Now, let’s get to the fun stuff. Excel-based visual reports present information in bar graphs, pie charts, or line graphs. They’re great for comparing values side by side, such as baseline vs. actual values, or looking for trends, such as earned value over time. Visio-based visual reports are hierarchical, like a work breakdown structure. In addition to looking at detail level by level, you can use Visio data graphics to highlight good, bad, and indifferent values.

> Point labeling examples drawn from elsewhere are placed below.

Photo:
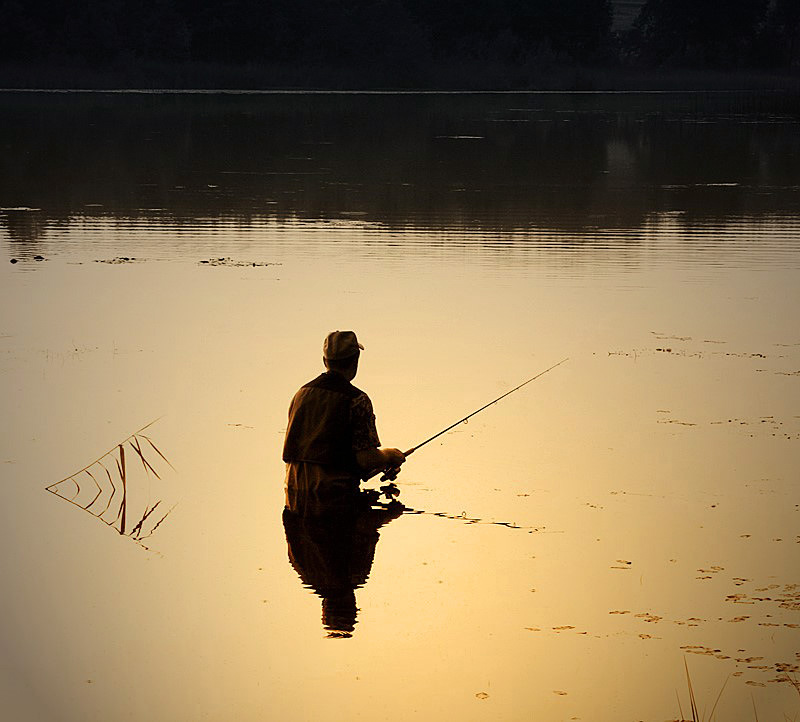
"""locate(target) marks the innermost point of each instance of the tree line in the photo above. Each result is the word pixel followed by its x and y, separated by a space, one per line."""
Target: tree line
pixel 406 35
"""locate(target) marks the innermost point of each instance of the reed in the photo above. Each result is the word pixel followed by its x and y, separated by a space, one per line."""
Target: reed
pixel 110 474
pixel 696 716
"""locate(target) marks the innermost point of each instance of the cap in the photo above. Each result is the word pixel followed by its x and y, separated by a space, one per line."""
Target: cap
pixel 340 344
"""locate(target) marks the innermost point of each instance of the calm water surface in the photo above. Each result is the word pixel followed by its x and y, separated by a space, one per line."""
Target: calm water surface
pixel 181 257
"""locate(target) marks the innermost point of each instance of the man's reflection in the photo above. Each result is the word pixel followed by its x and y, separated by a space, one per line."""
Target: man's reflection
pixel 332 545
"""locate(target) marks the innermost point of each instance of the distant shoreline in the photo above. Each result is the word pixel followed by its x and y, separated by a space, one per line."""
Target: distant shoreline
pixel 474 78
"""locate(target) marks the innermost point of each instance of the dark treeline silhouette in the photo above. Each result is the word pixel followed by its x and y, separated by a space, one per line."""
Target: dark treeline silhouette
pixel 399 42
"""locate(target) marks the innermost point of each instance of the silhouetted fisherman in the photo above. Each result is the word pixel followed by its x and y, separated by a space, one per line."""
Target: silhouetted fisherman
pixel 331 439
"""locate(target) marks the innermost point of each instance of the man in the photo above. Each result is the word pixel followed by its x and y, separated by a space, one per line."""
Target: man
pixel 331 440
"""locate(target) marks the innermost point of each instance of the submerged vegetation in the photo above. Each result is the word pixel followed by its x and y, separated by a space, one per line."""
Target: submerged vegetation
pixel 394 43
pixel 102 488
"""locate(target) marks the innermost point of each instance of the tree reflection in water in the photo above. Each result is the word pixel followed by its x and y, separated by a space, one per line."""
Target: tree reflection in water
pixel 331 545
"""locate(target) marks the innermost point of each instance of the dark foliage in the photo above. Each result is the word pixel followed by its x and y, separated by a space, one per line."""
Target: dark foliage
pixel 393 42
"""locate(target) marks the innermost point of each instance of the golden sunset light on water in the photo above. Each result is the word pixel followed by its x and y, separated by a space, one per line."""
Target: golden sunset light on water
pixel 616 539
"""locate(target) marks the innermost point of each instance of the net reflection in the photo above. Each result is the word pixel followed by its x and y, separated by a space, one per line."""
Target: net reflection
pixel 331 545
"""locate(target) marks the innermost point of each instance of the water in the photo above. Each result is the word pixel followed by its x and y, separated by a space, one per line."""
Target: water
pixel 631 509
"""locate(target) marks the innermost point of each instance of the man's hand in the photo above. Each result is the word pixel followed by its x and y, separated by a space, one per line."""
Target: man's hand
pixel 393 457
pixel 375 460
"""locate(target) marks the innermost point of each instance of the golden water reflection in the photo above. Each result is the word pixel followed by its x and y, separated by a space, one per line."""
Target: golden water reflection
pixel 332 550
pixel 652 481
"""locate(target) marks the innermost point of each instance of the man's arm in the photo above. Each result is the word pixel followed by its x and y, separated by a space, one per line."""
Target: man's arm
pixel 369 459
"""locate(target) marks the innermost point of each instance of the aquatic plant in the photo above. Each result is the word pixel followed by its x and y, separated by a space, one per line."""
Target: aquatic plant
pixel 696 716
pixel 110 475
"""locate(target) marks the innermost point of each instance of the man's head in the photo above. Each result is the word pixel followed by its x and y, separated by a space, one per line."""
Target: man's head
pixel 340 353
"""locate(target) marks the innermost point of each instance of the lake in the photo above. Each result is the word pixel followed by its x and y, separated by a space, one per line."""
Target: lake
pixel 569 553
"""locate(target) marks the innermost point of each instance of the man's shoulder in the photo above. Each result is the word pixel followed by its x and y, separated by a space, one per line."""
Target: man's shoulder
pixel 335 383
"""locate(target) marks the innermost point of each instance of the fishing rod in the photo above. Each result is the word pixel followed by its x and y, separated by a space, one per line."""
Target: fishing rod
pixel 390 474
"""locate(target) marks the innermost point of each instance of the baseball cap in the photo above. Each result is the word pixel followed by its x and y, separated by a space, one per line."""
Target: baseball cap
pixel 340 344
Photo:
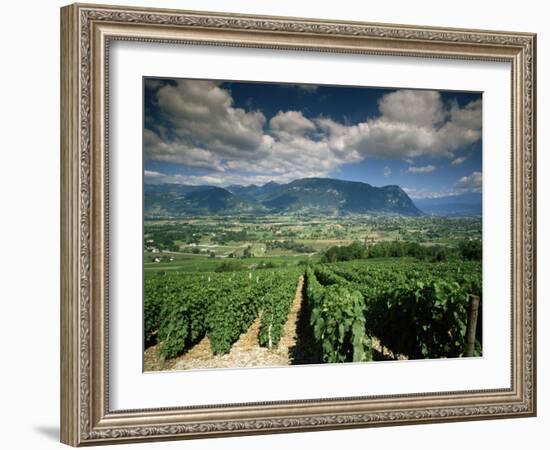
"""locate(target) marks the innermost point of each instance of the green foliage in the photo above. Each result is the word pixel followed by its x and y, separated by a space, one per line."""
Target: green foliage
pixel 417 309
pixel 229 266
pixel 180 309
pixel 337 318
pixel 276 306
pixel 355 250
pixel 471 250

When you select a visual report template (whether built-in or one you customize), the template gathers the data (that is, the Project fields and the time period granularity) and produces the initial view. On the Project tab, in the Reports group, click Visual Reports. Select the template and time period you want and click View. The type of visual report makes a difference. Usage visual reports include time-phased data. Assignment usage is the most flexible because these reports have time-phased data about both tasks and resources. Summary reports, on the other hand, show overall results, not time-phased data.

It took some time before I got my head around how to tweak visual reports. For Excel visual reports, the secret is the two worksheets. The worksheet named Chart1 is the pivot chart, which displays the data in a graph. You can do some tweaking from the Chart1 worksheet. However, the second worksheet is the pivot table. You can expand, collapse, reorient, and reconfigure the pivot table to your heart’s content and the pivot chart displays the results.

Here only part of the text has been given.